First of all is retirement plans. If you have a retirement plan at work, you want to take advantage of it. But if you’re self-employed, there are several plans that you may want to consider, many of which you have to set up by year-end.

Roth conversions are a very big one, because you think about it, if a lot of your savings is in a retirement account, when you withdraw the money at age 59 and a half, or 60, or 70 and a half, whatever it may be, you’ll pay ordinary income taxes on that amount. If you can move some of that to a Roth IRA and have all of that future income, growth, principal be tax-free, that’s a way to mitigate taxes in the future.

Selling inherited real estate is a big one for those that actually inherit real estate because you get a step up in basis. And when you sell the property, there is no current taxation.

Donor-advised funds. This is probably one of the single biggest and best strategies available for high-income people because it allows you to take your charitable deductions, maybe bunch them all together. You just simply put some money into a fund, and the year that you put the money in the fund, it becomes a tax deduction. So you might want to do that during high-income years, and then you have a fund that you can manage yourself, and divvy out to charities of your choice as you see fit in future years.

Qualified charitable distributions is another big one if you’re over 70 and a half. There’s a way to go ahead and have your charitable deductions coming right out of your IRA, directly to charity. It counts as your required minimum distribution, and you don’t have to count it as income.

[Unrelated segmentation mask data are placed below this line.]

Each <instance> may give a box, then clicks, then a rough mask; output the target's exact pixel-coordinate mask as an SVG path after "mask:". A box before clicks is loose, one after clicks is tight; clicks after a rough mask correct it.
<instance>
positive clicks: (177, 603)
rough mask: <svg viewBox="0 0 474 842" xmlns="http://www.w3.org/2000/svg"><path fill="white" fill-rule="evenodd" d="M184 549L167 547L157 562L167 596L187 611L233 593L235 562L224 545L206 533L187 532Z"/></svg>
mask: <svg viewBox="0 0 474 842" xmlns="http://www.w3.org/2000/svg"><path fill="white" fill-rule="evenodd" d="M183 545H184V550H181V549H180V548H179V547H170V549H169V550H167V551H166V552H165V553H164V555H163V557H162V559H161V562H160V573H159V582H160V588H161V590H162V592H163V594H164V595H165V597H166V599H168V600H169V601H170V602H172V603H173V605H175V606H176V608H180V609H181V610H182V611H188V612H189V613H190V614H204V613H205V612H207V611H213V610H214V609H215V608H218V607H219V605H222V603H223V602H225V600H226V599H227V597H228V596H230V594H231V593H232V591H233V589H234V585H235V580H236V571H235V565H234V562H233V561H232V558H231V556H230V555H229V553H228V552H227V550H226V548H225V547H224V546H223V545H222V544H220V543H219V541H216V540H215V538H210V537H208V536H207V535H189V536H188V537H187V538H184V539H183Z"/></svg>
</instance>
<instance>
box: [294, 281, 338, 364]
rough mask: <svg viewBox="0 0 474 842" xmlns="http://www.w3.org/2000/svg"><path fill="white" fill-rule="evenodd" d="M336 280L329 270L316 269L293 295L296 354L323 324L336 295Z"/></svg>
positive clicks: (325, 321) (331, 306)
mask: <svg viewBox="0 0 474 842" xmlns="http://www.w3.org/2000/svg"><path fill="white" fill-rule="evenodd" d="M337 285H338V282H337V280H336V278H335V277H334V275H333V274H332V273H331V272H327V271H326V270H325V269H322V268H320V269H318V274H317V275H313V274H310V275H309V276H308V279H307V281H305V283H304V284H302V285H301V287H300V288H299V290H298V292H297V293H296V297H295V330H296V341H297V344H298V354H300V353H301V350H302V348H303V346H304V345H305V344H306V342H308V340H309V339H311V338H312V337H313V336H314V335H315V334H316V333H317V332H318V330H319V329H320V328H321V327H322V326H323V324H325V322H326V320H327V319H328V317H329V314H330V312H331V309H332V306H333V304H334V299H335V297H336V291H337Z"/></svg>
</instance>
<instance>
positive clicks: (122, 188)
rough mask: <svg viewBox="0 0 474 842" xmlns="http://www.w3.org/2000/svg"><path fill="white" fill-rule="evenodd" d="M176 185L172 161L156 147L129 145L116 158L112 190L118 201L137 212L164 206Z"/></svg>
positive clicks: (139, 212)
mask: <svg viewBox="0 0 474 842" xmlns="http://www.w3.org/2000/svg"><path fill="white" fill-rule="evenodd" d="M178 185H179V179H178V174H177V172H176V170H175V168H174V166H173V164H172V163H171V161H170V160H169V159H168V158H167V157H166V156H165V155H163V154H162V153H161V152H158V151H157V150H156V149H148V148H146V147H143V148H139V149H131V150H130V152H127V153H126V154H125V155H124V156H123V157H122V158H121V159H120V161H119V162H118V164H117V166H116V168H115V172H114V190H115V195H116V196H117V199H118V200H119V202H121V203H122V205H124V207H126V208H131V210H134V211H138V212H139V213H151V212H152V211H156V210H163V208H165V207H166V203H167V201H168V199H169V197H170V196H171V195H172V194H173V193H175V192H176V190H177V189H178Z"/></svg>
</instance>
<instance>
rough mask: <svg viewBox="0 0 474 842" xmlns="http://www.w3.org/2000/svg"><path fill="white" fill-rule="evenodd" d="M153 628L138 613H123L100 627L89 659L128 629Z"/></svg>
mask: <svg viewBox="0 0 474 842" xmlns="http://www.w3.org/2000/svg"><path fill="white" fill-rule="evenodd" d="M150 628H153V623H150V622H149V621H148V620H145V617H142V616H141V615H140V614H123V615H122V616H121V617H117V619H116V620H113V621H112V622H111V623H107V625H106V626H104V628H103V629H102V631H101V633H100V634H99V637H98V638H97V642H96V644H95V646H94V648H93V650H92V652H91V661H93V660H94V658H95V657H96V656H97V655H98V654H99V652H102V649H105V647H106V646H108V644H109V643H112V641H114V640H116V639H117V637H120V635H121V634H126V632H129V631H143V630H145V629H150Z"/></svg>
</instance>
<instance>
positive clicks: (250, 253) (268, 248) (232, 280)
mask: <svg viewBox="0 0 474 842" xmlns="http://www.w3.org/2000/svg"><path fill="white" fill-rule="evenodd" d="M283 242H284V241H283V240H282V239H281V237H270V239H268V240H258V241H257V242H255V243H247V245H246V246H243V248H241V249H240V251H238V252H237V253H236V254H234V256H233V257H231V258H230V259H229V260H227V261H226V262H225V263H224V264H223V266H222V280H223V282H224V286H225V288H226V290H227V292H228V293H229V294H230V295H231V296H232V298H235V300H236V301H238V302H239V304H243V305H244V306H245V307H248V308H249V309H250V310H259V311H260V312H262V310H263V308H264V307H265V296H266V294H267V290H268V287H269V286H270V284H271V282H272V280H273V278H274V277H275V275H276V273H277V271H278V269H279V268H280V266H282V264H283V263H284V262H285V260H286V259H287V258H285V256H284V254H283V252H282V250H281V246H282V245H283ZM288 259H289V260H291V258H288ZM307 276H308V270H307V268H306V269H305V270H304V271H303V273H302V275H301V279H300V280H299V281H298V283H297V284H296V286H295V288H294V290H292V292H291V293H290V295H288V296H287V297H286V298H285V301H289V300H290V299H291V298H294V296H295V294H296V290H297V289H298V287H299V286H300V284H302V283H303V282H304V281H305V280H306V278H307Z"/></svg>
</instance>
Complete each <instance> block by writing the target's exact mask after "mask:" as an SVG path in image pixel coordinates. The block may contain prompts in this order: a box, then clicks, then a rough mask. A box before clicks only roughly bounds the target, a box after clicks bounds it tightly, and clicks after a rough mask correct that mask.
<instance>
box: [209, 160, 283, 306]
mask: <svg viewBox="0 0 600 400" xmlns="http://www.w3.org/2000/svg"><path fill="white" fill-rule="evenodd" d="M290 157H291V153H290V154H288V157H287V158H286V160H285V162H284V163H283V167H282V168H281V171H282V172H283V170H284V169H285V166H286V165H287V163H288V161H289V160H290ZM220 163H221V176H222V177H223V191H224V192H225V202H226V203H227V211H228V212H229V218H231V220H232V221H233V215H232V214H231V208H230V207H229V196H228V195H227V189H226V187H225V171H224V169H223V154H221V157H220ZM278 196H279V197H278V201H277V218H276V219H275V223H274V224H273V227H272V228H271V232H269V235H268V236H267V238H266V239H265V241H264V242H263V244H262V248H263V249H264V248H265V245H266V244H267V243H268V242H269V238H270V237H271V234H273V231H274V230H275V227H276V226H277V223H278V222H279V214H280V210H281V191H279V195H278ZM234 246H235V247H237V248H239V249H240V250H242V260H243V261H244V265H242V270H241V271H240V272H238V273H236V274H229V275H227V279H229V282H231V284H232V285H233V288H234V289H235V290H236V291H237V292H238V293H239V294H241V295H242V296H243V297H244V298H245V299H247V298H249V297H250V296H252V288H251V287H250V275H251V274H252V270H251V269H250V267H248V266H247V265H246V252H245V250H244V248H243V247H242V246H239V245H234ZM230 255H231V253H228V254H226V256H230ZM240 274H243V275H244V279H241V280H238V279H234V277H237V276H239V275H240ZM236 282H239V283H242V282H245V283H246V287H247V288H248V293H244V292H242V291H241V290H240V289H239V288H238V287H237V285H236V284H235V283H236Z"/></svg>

Investing in real estate. For those that like real estate, this is a great way to save money in taxes because of depreciation. Depreciation is just the ability to write off a piece of the property each and every year. And that gives you a phantom deduction that allows much of your income to be tax-free.

And finally, new for 2018 is the section 199a deduction. This is where, if you have a small business, or you own rental real estate, you may be able to deduct up to 20% of the profits on that as a deduction, thereby reducing your taxes quite a bit.